But on Sunday he drew return fire from the Prime Minister, who seemed irked by an interview the Opposition Leader gave to a Sydney newspaper.
Mr Dutton had said he was so concerned about a lack of public information before this year’s vote that he had written privately to the Prime Minister to warn him against a “catastrophic mistake”.
The PM suggested he had been insincere.
“People are over cheap culture war stunts,” Mr Albanese tweeted.
“I talked with Peter Dutton on Friday at the [Jane McGrath Foundation] event. He gives a letter to multiple media outlets as ‘exclusive’ on constitutional recognition and the Uluṟu Statement – a letter I still haven’t seen.”
It seemed like a rare moment of live-fire politics for Mr Albanese, who has trained his focus since his election last year less on Mr Dutton than his predecessor as Coalition leader, Scott Morrison.
The Prime Minister’s office has also made little secret of its desire to engage less often with such provocations as they slow down the pace of politics, which some say had grown unsustainably frantic in the Morrison years.
He had also promised to change the conduct of politics.
But Mr Dutton did not seem ready to help with this resolution at a press conference in Noosa on Sunday.
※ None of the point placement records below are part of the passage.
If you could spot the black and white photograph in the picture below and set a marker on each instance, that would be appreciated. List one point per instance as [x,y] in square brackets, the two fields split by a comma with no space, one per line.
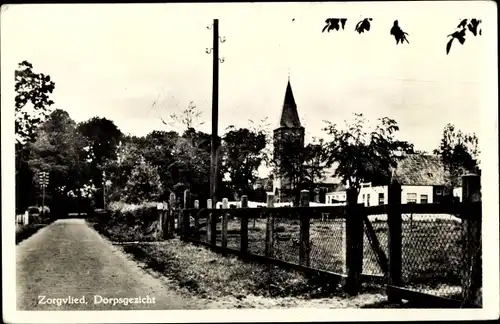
[249,161]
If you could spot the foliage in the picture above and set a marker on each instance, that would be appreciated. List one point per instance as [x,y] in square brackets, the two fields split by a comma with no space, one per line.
[57,150]
[242,156]
[398,33]
[460,34]
[289,163]
[191,166]
[334,24]
[102,138]
[363,25]
[459,153]
[316,160]
[33,88]
[32,104]
[143,184]
[363,156]
[188,118]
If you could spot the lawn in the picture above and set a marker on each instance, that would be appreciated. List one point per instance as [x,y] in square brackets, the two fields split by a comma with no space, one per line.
[431,248]
[25,231]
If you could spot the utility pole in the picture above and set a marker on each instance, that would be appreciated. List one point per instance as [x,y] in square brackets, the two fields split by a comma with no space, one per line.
[44,182]
[214,170]
[103,190]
“You can’t just say to the Australian public as the Prime Minister is suggesting, that you vote on constitutional change on a Saturday and we’ll give the detail on a Monday,” he said.
It’s an exchange that puts the two on track for more back and forth in the year ahead.
Mr Albanese announced over Christmas that he would be fast-tracking the referendum for the Voice to Parliament and holding it this year.
The Voice has been central to Labor’s agenda but had not been scheduled until the end of the Parliament. It could now be as soon as September.
Mr Dutton, whose political brand since taking over the leadership has mostly been staked on trying to stir the public into scepticism on renewable energy, appeared to sense an opening on Sunday.
The government was deliberately starving voters of information about what their proposal to create an Indigenous advisory body for the Parliament would entail – and that, he claimed, was a risk to democracy itself.
“On the advice of some very clever political strategists, he’s going to rush the constitutional question,” he said.
“It wasn’t proposed for the back end of this year, it was proposed originally for 2024 and he’s made a conscious decision not to release the details. So the Prime Minister has to answer the question, frankly. I mean, why won’t he provide the detail?”
That echoed sentiment raised earlier this week from former Coalition PM Tony Abbott, who said future parliaments would have to work with even a faulty future advisory body because the opportunity to change Australia’s democratic architecture comes up so rarely.
Nationals MP Andrew Gee split from his party last year after leader David Littleproud announced the party would officially be opposed to the measure.